Neste campo, parece-me haver três urgências. 1) Puxar pelo valor do apoio aos independentes: 438€ tem de ser o valor mínimo e não o máximo. 2) Facilitar o acesso às prestações que já existem, reduzindo para metade os prazos de garantia para o subsídio de desemprego e determinando o deferimento automático do RSI (por que razão um mecanismo de confiança na simples declaração e de celeridade na atribuição, com posterior verificação, que é o que se está a fazer com as empresas no lay-off simplificado, não haveria de valer para cidadãos que ficaram sem rendimento?). 3) Criar prestações novas, extraordinárias e temporárias, para quem ficou sem trabalho e não tinha descontos suficientes, ou era auto-empregado, como acaba de ser feito em Espanha.
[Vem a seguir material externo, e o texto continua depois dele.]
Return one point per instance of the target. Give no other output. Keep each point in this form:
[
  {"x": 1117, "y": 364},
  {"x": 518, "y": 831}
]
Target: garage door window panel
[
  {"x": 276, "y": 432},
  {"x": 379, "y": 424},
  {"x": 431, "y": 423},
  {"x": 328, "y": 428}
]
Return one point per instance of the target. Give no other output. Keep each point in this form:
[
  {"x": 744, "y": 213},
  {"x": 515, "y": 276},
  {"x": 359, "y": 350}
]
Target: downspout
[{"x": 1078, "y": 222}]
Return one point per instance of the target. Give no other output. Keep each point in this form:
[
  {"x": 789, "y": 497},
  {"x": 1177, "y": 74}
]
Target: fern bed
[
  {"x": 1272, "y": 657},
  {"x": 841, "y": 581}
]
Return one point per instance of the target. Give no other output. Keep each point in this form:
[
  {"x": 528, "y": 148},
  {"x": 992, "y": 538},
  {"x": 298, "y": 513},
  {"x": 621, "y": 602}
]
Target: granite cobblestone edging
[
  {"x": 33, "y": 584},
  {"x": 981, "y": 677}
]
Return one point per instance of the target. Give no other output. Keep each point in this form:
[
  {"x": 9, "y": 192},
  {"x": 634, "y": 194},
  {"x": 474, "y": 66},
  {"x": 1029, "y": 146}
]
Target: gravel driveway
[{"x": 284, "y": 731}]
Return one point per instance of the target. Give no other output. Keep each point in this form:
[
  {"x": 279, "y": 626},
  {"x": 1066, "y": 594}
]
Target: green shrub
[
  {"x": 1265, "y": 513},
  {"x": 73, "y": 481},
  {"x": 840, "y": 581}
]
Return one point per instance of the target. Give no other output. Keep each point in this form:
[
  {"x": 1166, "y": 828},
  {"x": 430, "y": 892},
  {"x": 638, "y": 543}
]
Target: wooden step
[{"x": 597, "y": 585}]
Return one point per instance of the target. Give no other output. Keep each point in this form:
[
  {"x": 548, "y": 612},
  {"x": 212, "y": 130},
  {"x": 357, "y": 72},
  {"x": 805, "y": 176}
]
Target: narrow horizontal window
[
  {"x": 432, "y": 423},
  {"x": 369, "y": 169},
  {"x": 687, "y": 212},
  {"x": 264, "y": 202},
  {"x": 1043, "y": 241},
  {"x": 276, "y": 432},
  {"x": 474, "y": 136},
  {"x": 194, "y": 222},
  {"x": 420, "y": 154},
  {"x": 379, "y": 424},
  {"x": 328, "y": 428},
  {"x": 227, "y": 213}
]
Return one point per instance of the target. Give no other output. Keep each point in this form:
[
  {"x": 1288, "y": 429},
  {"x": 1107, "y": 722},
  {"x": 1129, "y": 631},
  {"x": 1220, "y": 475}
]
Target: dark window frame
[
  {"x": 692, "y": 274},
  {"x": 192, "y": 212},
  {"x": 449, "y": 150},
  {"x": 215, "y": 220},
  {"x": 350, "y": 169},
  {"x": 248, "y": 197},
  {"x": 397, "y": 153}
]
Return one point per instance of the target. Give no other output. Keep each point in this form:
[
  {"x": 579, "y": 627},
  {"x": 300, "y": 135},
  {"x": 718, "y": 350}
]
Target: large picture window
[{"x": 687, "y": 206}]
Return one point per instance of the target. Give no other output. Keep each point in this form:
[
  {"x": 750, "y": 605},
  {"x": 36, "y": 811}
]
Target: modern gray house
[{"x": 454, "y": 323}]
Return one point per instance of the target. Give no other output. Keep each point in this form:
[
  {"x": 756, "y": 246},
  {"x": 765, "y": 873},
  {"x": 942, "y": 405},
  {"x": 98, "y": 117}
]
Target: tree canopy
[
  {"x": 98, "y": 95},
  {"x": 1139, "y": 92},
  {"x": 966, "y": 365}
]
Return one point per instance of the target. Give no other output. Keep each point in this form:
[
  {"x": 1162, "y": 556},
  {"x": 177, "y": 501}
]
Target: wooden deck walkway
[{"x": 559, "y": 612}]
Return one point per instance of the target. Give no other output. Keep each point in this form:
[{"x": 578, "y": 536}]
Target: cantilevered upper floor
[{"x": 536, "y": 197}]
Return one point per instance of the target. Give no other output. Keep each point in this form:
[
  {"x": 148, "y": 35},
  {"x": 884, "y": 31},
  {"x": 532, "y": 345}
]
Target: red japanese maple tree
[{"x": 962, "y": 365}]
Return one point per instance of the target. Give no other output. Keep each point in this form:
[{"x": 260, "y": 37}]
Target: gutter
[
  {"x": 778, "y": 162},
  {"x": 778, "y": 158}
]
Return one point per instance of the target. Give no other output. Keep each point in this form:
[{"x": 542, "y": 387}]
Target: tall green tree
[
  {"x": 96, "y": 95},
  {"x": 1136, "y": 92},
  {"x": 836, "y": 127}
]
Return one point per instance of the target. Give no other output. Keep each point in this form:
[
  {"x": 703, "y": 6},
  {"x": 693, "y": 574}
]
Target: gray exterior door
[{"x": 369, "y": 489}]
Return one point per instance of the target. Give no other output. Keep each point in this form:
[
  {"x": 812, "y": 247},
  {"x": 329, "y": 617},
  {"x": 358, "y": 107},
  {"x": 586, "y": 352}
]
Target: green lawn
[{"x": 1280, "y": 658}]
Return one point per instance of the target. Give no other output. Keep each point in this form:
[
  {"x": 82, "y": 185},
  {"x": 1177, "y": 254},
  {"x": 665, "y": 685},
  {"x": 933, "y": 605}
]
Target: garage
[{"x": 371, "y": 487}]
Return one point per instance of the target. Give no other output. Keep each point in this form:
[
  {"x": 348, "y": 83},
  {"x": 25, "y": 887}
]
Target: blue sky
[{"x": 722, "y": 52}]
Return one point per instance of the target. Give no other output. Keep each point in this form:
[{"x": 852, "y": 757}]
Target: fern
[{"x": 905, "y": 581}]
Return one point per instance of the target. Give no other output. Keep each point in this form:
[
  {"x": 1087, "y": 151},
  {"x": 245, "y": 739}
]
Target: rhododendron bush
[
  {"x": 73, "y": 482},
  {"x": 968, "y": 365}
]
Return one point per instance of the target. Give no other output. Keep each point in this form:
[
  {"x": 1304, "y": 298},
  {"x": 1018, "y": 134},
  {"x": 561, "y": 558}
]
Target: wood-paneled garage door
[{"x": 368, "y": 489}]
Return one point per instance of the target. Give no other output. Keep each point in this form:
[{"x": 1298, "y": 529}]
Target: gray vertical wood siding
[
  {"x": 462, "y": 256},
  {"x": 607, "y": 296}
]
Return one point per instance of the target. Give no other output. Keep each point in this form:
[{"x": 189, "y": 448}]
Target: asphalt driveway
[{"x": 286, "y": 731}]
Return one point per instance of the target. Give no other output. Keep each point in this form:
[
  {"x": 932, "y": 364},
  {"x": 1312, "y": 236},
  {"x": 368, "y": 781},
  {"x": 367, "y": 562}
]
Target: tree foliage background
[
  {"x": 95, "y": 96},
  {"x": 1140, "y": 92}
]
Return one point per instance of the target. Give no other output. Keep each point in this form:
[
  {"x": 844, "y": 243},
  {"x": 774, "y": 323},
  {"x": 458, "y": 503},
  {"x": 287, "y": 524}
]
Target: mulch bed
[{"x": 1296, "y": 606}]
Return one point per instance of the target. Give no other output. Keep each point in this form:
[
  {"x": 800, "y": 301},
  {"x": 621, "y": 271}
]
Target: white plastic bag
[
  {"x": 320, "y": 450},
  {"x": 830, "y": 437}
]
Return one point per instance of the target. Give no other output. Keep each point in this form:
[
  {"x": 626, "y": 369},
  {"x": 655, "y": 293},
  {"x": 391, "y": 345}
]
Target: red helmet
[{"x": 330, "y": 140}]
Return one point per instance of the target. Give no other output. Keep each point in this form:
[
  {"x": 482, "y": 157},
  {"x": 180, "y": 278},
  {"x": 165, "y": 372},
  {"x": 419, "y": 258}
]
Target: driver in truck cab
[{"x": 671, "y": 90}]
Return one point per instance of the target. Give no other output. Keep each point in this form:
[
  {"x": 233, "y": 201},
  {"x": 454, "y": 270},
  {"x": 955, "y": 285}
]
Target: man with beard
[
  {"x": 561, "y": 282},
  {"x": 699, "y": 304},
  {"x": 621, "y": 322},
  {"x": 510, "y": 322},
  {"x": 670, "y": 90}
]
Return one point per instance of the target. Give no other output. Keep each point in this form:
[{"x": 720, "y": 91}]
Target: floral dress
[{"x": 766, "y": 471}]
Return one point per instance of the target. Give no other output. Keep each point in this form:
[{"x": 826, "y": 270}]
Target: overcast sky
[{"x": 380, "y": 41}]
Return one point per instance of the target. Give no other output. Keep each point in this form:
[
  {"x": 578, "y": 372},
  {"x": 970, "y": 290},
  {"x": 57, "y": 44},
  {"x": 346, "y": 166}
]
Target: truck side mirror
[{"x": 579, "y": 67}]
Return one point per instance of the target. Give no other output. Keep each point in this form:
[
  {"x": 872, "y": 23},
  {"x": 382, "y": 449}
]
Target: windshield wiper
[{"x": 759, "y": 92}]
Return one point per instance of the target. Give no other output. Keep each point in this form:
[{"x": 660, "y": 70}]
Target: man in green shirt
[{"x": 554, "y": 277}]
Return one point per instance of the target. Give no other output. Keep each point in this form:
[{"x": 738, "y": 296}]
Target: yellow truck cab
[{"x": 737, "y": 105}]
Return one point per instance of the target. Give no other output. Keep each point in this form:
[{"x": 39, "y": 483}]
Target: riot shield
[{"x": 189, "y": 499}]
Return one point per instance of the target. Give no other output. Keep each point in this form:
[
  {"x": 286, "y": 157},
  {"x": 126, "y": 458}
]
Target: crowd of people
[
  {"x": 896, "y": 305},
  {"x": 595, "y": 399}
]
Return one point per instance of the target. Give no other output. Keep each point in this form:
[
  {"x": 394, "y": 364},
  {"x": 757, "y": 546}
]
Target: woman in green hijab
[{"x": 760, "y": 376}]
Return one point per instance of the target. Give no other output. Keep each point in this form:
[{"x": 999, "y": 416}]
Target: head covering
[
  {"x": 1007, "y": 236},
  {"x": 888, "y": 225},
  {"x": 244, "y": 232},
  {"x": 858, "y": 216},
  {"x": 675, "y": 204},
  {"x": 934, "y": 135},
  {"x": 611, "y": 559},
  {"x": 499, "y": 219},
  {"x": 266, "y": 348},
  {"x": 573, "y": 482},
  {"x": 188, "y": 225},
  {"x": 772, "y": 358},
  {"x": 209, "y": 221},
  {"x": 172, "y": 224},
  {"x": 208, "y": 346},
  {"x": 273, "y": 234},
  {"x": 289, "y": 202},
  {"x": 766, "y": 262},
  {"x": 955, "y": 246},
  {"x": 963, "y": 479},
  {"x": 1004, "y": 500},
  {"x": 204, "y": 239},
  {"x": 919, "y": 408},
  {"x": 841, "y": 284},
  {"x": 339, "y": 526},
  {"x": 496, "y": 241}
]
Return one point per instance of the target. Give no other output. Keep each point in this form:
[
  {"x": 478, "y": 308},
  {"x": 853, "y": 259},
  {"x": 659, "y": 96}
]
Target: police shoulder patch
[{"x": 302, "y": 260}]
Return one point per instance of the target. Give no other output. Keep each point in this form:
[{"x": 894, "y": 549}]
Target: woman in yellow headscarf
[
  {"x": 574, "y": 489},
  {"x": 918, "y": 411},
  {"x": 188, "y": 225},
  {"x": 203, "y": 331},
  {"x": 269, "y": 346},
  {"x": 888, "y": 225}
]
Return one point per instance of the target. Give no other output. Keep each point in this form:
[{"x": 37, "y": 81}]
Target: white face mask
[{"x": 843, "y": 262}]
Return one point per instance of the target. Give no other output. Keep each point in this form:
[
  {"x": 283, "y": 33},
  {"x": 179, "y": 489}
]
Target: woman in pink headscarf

A terceira dimensão da resposta é pensar o que pode ser a continuidade de estruturas, equipamentos e da intervenção cultural em tempos de confinamento. Um reforço orçamental para a Cultura é tão importante como o que está a haver noutras áreas. 10% do Orçamento do Ministério já seriam 50 milhões a mais – faz diferença. Para pagar salários, adquirir livros, adquirir obras de arte, não deixar cair as estruturas semi-profissionais. Por outro lado, é uma boa ideia que haja candidaturas para apoiar diretamente projetos online e à varanda e processos que aproveitem estes tempos sem apresentações públicas para o estudo, a escrita e o arquivo. É claro que a solução para o futuro imediato não é colocar novamente as pessoas a competir por apoios escassos com candidaturas complexas. Mas se a criação cultural se adaptou a tempos extraordinários, também os apoios públicos devem fazê-lo.

Em contexto de emergência, não julguemos menos relevante a resposta à cultura do que a que damos a outras dimensões da nossa vida coletiva. Pelo menos, se estivermos disponíveis para pensá-la como bem de primeira necessidade, como cuidado com o que somos, como possibilidade de nos imaginarmos para lá do confinamento.